Rearrange your desk -- it will save time and will establish a visual path for the workflow through your office, says Julie Morgenstern, a professional organizer and author of Making Work Work: New Strategies for Surviving and Thriving at the Office (Simon & Schuster, 2004). Create three areas: "In," "In Process" and "Out." The In area should be at the corner of your desk closest to the door and should contain only things that are brand-new. Once you've started work on something, it goes into the In Process area (the largest in the system), which should be within arm's reach. The farthest end of your desk is the Out area; this includes letters and packages to mail or interoffice. Taking just half an hour to create this simple system will help you stay calm and in control, Morgenstern says.
Admit when you don't know. We're constantly pressured to have answers to and opinions about everything, says Mike George, author of 1,001 Ways to Relax (Chronicle Books, 2003). Such pressure can make us painfully conscious of the gaps in our knowledge. Accept your blind spots, and realize that knowledge is not the most important thing--wisdom is, and often this is best gained by asking questions, listening and engaging others.

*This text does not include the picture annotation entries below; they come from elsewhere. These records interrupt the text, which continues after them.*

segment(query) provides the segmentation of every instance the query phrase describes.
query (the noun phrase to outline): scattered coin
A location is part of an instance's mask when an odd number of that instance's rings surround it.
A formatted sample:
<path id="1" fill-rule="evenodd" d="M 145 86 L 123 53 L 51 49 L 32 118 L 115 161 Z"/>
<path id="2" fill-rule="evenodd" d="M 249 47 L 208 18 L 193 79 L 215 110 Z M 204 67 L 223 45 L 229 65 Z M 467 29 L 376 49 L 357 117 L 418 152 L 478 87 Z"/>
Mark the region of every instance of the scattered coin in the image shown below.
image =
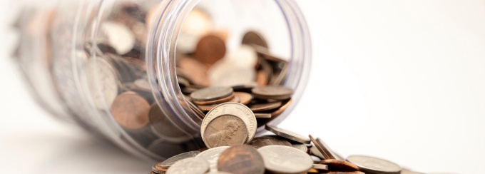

Choose creative calcium sources. An 8-ounce serving of fortified soy milk, 16 ounces of fortified orange juice and one Luna bar give you close to the 1,000 milligrams of bone-building calcium recommended daily. The mineral also eases PMS symptoms and improves sleep, says Carol L. Otis, M.D., a Portland, Ore.-based sports-medicine doctor and co-author of The Athletic Woman's Survival Guide (Human Kinetics, 2000).
Declare an e-mail-free zone for an hour, Morgenstern suggests. "For many businesspeople, e-mail has become a terrible addiction that interrupts their thinking and their ability to concentrate," she says. "If you instead spend the first hour of your day doing your most critical task, you will feel a sense of accomplishment."
Know your breasts. When doing a breast self-exam, says Ellen Mahoney, M.D., a breast surgeon in Arcata, Calif., and a member of LLuminari, a network of health and wellness professionals, "I ask women to imagine what the lump would look like if the skin weren't in the way--butter, gravel, Bubble Wrap? If the breasts feel the same all over, it's just the way they're made. The only area to be concerned about is the one [area or lump] that's different from the rest." But even if you feel something odd, don't panic. Watch it and if it doesn't go away after two menstrual cycles, see your doctor for a physical exam and ask about a mammogram or ultrasound. Don't let it go if your physician dismisses your concern, either; you're the world's best expert when it comes to your breasts, stresses Mahoney.
Select a stretch of the day. Write the stretch on a Post-it note that you place on your keyboard; then do the stretch for 20-30 seconds (no bouncing) every time you think of it (aim for two or three times a day), says physical therapist Martinez. Stretch these five areas to get you through your first workweek: wrists, neck, shoulders, calves, back.